96>100> 96> 98> 62。やっぱVは強敵だな……
「ねぇ……Vの階段、指滑らせすぎ〜」
「しょ、しょうがねぇだろ、あんなに降ってくるんだから」
せめて1357の階段は指4本で綺麗に弾きたいものだが、その前後の指使いを考えると
滑らすのが手っ取り早いし。13と57を2こずつ取ることも考えてみたが、いざ階段をみると
躊躇して、結局滑らせてしまうんだよな……
「見た目が良くないよ、ちゃんと1つずつ弾かなきゃ。ルイスさんみたいに……」
「ああ、dj LUISみたいに『弾き』たいよな、まああそこまで指動かせたら逆に『引く』けど……」
『弾く』と『引く』を掛けてみたが、やっぱ気付かんだろうな、と美鳥の方を振り返ると、
なんか口半開きで明後日の方向を向いている。俺のシャレが寒いからってわけじゃないよな……
「……美鳥?」
「うん?! なぁに?」
いかにもわざとらしい素振りを見せた。演技が下手だな……じゃなくて、そういえばLUISさんが
このゲーセンに来てた時、こいつ妙な行動を起こしてたよな。やっぱLUISさんと面識があるんじゃ
ないのか? ……でもこの前のこともあるし、言及するのは控えよう。でも仮定するなら、
LUISさんにあこがれてビーマニをやり始めたとか、今回のDPの上達振りもLUISさんの影響とか……

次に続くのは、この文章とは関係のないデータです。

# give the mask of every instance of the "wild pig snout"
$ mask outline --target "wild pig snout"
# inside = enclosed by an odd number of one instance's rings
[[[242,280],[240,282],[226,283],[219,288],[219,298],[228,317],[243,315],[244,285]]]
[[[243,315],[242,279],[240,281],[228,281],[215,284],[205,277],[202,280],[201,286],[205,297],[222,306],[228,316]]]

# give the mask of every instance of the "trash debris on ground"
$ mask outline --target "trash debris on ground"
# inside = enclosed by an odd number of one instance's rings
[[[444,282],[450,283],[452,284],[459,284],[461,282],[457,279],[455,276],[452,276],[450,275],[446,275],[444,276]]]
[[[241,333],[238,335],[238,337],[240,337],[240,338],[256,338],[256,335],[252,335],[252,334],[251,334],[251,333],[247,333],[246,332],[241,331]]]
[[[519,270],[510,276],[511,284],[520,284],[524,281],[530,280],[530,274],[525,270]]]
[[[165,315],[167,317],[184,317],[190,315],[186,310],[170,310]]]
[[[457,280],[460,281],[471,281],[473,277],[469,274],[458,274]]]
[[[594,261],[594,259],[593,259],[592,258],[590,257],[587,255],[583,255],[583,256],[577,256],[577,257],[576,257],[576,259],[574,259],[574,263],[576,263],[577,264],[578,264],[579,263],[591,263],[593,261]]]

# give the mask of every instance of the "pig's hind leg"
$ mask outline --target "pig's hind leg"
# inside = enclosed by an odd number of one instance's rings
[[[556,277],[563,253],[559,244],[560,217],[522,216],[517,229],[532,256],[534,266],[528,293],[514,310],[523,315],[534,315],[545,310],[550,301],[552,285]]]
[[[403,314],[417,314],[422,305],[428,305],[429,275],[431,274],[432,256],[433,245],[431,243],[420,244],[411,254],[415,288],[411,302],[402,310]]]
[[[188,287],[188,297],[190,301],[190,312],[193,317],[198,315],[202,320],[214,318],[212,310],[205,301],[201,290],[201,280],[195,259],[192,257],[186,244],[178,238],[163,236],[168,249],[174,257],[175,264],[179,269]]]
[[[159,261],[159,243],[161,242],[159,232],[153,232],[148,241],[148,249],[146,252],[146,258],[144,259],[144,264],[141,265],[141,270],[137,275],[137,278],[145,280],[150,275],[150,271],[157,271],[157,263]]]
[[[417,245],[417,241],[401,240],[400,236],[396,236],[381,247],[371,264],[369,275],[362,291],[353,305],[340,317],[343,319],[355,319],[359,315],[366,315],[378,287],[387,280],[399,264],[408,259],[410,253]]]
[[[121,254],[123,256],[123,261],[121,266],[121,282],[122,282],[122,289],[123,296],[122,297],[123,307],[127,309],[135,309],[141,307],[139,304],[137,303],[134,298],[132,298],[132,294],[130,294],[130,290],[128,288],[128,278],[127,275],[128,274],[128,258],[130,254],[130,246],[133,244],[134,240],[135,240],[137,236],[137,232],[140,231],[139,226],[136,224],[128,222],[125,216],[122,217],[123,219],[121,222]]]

彼がDP EX.HELLを余裕でクリアするのは有名だから、せめてSPでもクリアできたら、と思って
HELLをやりまくってるということも考えられる……もしかして、DPをやっていたから、俺にまた
声をかけたということも……
「ちょっと、テツ?」
「えっ、あっ、なんだ?」
今度は俺の方が呼び止められることに。そういや俺がなぜ呼び止めたか言ってないし……
美鳥は目を据わらせて
「……なんかわざとらし〜」
そりゃお前の方だろ、とは言い出せず……
「次はFly Highやってみろよ」
「ええ〜、だってアレ最後sometimeでしょ〜?」
DPでのレベルは★7だ。でも弾ければ楽しい曲だとは思うが。
「だって、他のコースはもっと無理だろ」
「そりゃそうだけど……仕方ないわね、じゃあEASYで」
「オートスクラッチは……付けないんだったな」
「当然♪」
まあ結局sometimeで落ちたのだったが、彼女なら数日もすればクリアできるようになるだろう。
俺も負けないように6th曲――やりたいのだが、並ぶの面倒……近くにビーマニする人が少ないと
寂しいが、多いなら多いで自分の番がなかなか回ってこない。PLAYを見せるゲームとしては
難しいところだよな、と思った。